Finally, an image preprocessing strategy named FWD is proposed to avoid deformation interference. Images are usually normalized into same size and heavy distortion will be introduced if original ones with diverse aspect ratio. This will significantly affect performance as fine-grained differences in key objects are also confused. With the FWD strategy, the sample image is first filled into a shape of square, which is proved to enhance the learning.

The rest of this paper is organized as follows: The second section discusses the related work that can be used for counterfeit detection. The proposed method and performance analysis are detailed separately in the third and the fourth section. In the fifth section, summation and future study are presented.

2 Related work

Some related studies on counterfeit detection have been published in recent years. The entropy team was the first to apply deep learning to counterfeit detection [3]. The microscopic features of genuine products have unique attributes that can be used for identification. The application was constrained due to the dependence of specialist equipment. Tang’s team used object detection and text recognition to identify samples [4] and developed the “Bao Xiaojian” counterfeit detection system. Wang et al. designed a lightweight CNN authentication model to identify texture material and font print of Gucci’s black labels [5]. Arguing that both global and local information should be exploited for better performance, a two-stage method [6] extract features both from a whole word and its separate characters. All these works keep on improving the ability to identify non-significant differences. Actually, according to our research, a counterfeit detection application should rather be recognized as a fine-grained classification task due to two facts. Firstly, the discrimination between genuine and counterfeit gets weaker as upgrade of counterfeit craftsmanship. Secondly, the style of genuine goods varies among different series.

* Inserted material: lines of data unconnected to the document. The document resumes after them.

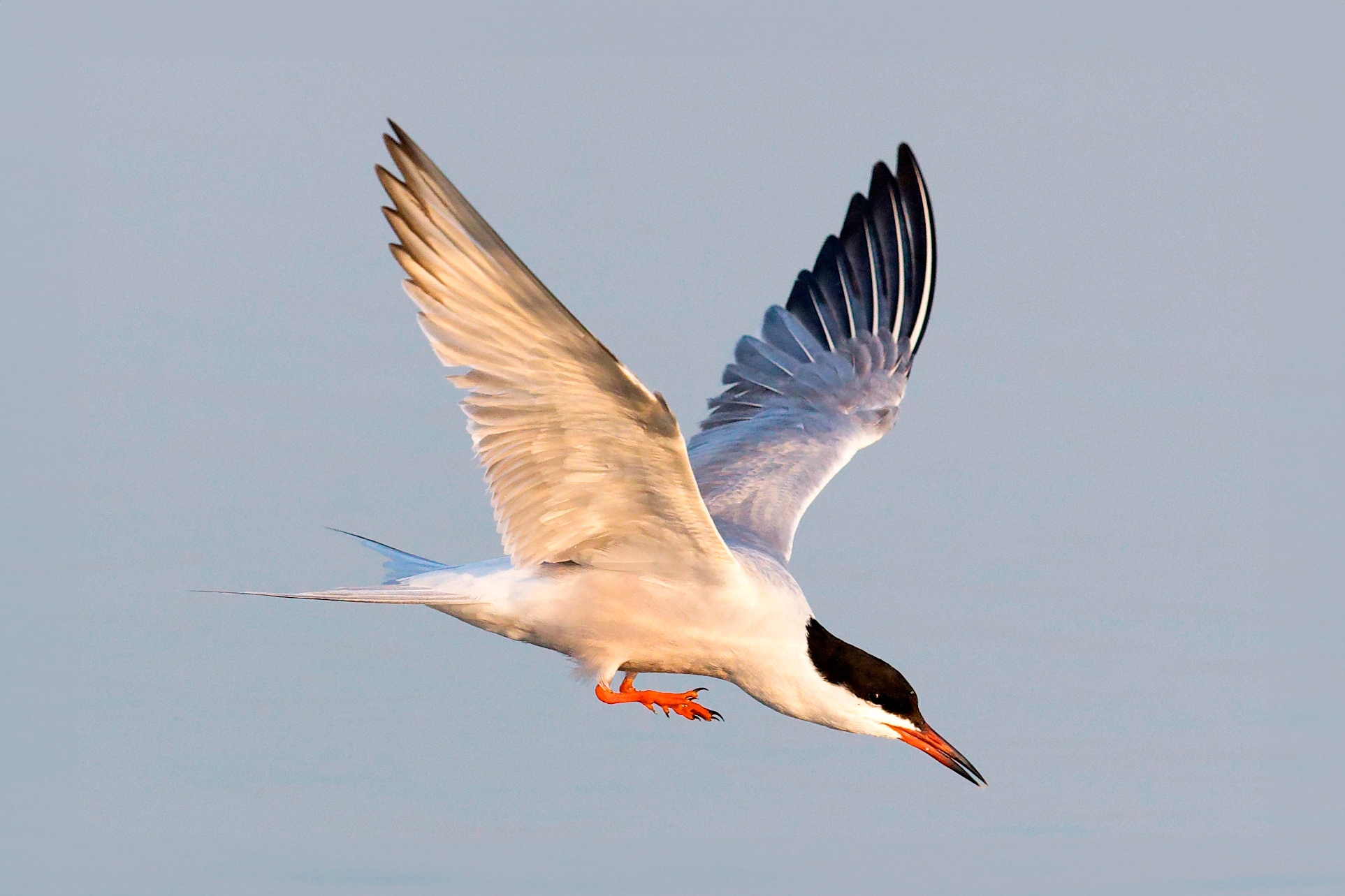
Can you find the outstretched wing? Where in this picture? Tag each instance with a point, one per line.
(584, 463)
(829, 370)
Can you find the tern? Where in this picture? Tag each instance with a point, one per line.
(630, 549)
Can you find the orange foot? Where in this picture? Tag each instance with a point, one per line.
(683, 705)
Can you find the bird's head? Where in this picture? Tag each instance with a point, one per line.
(878, 700)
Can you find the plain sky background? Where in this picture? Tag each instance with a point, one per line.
(1102, 541)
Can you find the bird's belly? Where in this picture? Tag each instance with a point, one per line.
(612, 621)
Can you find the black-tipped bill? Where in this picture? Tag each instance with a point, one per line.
(930, 742)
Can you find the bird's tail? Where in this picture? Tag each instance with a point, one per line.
(400, 564)
(376, 595)
(394, 589)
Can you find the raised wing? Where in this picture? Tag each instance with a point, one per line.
(830, 369)
(584, 463)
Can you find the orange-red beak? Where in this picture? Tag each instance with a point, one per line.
(930, 742)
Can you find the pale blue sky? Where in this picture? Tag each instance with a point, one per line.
(1093, 543)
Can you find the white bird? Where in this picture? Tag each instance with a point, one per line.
(630, 549)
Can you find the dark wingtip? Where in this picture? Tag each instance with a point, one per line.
(855, 214)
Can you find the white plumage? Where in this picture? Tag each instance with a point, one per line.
(630, 549)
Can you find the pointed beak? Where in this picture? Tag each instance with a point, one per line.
(930, 742)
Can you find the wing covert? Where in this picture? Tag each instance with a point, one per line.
(829, 370)
(584, 463)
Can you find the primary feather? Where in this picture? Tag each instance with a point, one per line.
(829, 370)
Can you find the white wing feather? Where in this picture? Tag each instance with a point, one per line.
(584, 463)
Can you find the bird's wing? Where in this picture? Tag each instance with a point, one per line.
(584, 463)
(829, 370)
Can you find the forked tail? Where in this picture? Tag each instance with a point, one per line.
(394, 589)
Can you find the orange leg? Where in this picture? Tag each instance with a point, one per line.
(683, 705)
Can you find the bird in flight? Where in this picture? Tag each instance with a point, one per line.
(628, 549)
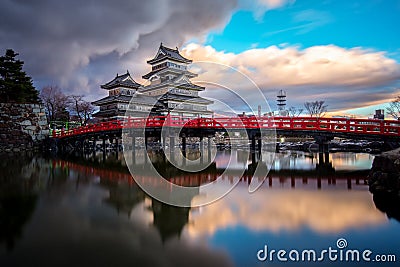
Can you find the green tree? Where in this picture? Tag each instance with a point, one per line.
(15, 85)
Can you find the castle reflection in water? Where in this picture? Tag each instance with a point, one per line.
(86, 200)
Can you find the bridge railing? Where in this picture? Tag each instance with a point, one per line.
(338, 125)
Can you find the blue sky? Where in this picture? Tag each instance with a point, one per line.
(366, 25)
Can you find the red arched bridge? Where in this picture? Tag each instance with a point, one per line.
(384, 130)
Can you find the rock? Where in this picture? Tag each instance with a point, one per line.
(26, 123)
(21, 126)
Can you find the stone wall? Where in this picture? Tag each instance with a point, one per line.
(22, 126)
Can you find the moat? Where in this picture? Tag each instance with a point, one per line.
(87, 210)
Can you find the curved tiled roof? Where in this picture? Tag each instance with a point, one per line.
(124, 80)
(166, 52)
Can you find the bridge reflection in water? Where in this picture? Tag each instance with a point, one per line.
(84, 202)
(313, 177)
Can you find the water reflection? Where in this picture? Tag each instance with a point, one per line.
(75, 211)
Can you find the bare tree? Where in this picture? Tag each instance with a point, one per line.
(295, 112)
(55, 102)
(316, 108)
(394, 108)
(81, 108)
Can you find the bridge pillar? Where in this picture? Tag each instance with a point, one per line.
(201, 145)
(164, 144)
(94, 146)
(184, 146)
(104, 148)
(253, 144)
(116, 147)
(323, 142)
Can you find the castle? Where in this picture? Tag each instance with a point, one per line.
(170, 91)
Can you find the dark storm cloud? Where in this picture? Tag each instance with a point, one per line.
(76, 44)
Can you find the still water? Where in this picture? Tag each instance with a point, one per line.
(76, 211)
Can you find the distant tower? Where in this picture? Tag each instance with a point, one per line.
(281, 100)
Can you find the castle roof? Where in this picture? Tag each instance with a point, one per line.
(168, 53)
(124, 80)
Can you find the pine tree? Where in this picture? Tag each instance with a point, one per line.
(15, 85)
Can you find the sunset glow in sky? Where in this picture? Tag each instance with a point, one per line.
(344, 52)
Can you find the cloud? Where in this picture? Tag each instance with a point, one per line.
(341, 76)
(79, 45)
(311, 19)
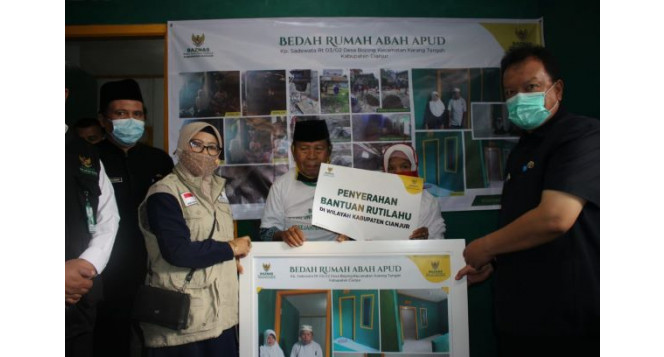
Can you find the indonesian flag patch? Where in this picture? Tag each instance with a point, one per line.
(189, 199)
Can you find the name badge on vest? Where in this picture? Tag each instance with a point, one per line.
(189, 199)
(223, 198)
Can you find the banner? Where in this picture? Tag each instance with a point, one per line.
(366, 205)
(398, 299)
(371, 79)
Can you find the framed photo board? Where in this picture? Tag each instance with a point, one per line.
(390, 298)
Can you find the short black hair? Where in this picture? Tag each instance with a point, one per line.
(519, 53)
(87, 123)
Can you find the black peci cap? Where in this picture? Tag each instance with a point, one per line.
(117, 90)
(311, 130)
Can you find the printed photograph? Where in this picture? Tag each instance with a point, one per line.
(250, 184)
(441, 161)
(485, 161)
(381, 127)
(490, 121)
(365, 94)
(280, 143)
(415, 321)
(443, 97)
(303, 91)
(356, 324)
(334, 91)
(342, 154)
(210, 94)
(295, 321)
(248, 140)
(264, 92)
(394, 90)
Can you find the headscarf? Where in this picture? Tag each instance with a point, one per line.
(436, 106)
(404, 151)
(270, 351)
(198, 164)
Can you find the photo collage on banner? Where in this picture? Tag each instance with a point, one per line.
(349, 322)
(436, 86)
(456, 111)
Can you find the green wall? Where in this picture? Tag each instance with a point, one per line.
(390, 325)
(571, 31)
(367, 337)
(434, 317)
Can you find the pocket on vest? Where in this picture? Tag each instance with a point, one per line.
(203, 311)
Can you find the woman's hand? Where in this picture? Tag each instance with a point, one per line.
(241, 246)
(420, 233)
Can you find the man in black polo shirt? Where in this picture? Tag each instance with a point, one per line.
(132, 167)
(545, 256)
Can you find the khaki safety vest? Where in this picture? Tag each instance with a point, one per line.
(213, 290)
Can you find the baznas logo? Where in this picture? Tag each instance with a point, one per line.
(521, 34)
(198, 39)
(85, 161)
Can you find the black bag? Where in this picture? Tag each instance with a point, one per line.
(161, 307)
(167, 308)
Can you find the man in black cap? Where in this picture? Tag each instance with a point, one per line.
(287, 214)
(132, 168)
(91, 223)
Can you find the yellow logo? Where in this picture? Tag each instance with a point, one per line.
(521, 33)
(198, 40)
(434, 268)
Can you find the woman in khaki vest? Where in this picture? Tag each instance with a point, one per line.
(187, 224)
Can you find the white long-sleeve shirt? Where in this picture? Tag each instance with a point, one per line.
(108, 219)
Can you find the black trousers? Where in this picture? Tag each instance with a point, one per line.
(225, 345)
(79, 324)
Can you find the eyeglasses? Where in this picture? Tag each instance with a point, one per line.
(197, 146)
(125, 114)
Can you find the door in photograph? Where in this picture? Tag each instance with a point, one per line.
(493, 165)
(408, 322)
(347, 317)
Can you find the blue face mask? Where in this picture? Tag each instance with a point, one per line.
(127, 131)
(527, 110)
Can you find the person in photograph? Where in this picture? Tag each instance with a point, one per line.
(457, 110)
(401, 159)
(91, 224)
(433, 113)
(546, 251)
(188, 229)
(132, 167)
(306, 346)
(89, 130)
(287, 213)
(270, 346)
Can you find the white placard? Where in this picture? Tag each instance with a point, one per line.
(366, 205)
(283, 287)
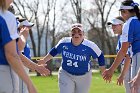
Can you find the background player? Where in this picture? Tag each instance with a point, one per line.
(9, 59)
(130, 35)
(75, 73)
(117, 24)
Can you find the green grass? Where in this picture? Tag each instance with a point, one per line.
(50, 85)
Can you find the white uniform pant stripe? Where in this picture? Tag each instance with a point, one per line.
(126, 80)
(135, 65)
(8, 80)
(74, 84)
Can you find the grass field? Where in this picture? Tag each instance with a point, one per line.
(50, 85)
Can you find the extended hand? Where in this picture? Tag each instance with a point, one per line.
(41, 61)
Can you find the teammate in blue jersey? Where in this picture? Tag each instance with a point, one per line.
(117, 24)
(75, 72)
(130, 35)
(10, 62)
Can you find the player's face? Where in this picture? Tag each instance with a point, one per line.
(77, 35)
(117, 29)
(8, 2)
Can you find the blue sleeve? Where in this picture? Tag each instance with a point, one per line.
(101, 60)
(53, 52)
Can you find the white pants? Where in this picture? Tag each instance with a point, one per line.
(9, 81)
(135, 65)
(126, 80)
(74, 84)
(22, 86)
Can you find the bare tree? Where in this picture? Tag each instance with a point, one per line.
(77, 8)
(31, 11)
(105, 38)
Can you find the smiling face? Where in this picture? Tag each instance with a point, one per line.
(125, 14)
(77, 36)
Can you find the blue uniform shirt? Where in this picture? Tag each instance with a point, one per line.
(76, 59)
(26, 51)
(131, 33)
(8, 32)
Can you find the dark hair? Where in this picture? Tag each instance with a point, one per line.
(11, 9)
(133, 4)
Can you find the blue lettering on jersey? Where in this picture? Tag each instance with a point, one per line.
(74, 56)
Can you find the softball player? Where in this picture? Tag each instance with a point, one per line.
(130, 35)
(9, 59)
(75, 73)
(125, 75)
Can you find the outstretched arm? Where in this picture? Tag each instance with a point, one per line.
(48, 57)
(33, 66)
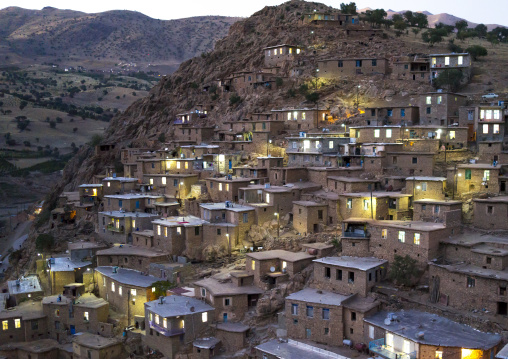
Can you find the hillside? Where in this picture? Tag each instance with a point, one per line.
(434, 19)
(105, 40)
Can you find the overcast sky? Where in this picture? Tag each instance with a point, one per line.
(486, 11)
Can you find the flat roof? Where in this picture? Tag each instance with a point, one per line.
(176, 305)
(66, 264)
(180, 221)
(311, 295)
(438, 331)
(226, 288)
(280, 254)
(128, 249)
(27, 285)
(293, 349)
(95, 341)
(234, 207)
(128, 276)
(361, 263)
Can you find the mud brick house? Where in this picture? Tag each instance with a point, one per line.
(448, 212)
(415, 334)
(126, 290)
(120, 226)
(118, 185)
(173, 184)
(276, 55)
(315, 315)
(309, 216)
(67, 315)
(88, 345)
(374, 205)
(349, 275)
(473, 178)
(225, 188)
(173, 322)
(24, 288)
(411, 68)
(285, 264)
(385, 116)
(491, 213)
(457, 61)
(64, 270)
(177, 235)
(336, 68)
(311, 150)
(232, 295)
(301, 119)
(132, 257)
(132, 202)
(426, 187)
(440, 108)
(23, 323)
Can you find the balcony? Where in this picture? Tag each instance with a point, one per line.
(378, 346)
(112, 228)
(165, 331)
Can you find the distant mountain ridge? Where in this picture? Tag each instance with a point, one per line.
(444, 18)
(111, 37)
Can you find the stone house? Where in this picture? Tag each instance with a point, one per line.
(421, 335)
(309, 217)
(173, 322)
(120, 226)
(285, 264)
(126, 290)
(132, 257)
(93, 346)
(336, 68)
(276, 55)
(349, 275)
(473, 178)
(67, 315)
(231, 295)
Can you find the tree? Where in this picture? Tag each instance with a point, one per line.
(451, 78)
(348, 8)
(476, 51)
(44, 242)
(481, 30)
(404, 270)
(461, 25)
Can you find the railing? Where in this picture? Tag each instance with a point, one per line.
(378, 346)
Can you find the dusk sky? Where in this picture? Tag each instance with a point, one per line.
(487, 11)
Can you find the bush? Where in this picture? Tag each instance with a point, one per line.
(44, 242)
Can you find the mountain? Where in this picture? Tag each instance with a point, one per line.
(105, 39)
(444, 18)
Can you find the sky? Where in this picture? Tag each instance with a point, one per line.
(486, 11)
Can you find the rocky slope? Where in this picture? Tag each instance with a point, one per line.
(107, 38)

With aware of the similarity to the fine-grained classification task, techniques including attention mechanism, fine-grained classification and large visual model, are analyzed too. Wang et al. proposed ECA Net [7], which enhances the recognition ability of the model by introducing an attention module. Fine-grained classification networks [8,9,10,11,12,13] designed various mechanisms to push models to focus on critical visual areas thus addressing the issue of large intra-class differences and tiny inter-class differences. Since the Vision Transformer [14], many ViTs are put forward and achieved impressive improvements. Especially, the SwinTransformer [15], which introduces a shift window mechanism to improve performance while saving computational costs, is widely chosen as a backbone network to promote visual presentation. Although these methods are useful in learning the tiny differences between genuine and counterfeit goods, none of them can tolerate a small dataset.

Seeking a promotion over fine-grained discrimination, multi-task methods [16,17,18,19,20,21,22,23,24,25,26,27,28] are also taken account in. A multi-task learning focuses its design on parameter-sharing strategies for different tasks and for improving task correlation. Demonstrated by studies [29,30,31], appropriate auxiliary tasks can effectively promote the learning process of the other tasks. Although the multi-task learning mechanism has the potential to solve the problem of counterfeit detection with insufficient samples, the current research is limited in application of recommendation systems, and the research on counterfeit detection is still blank.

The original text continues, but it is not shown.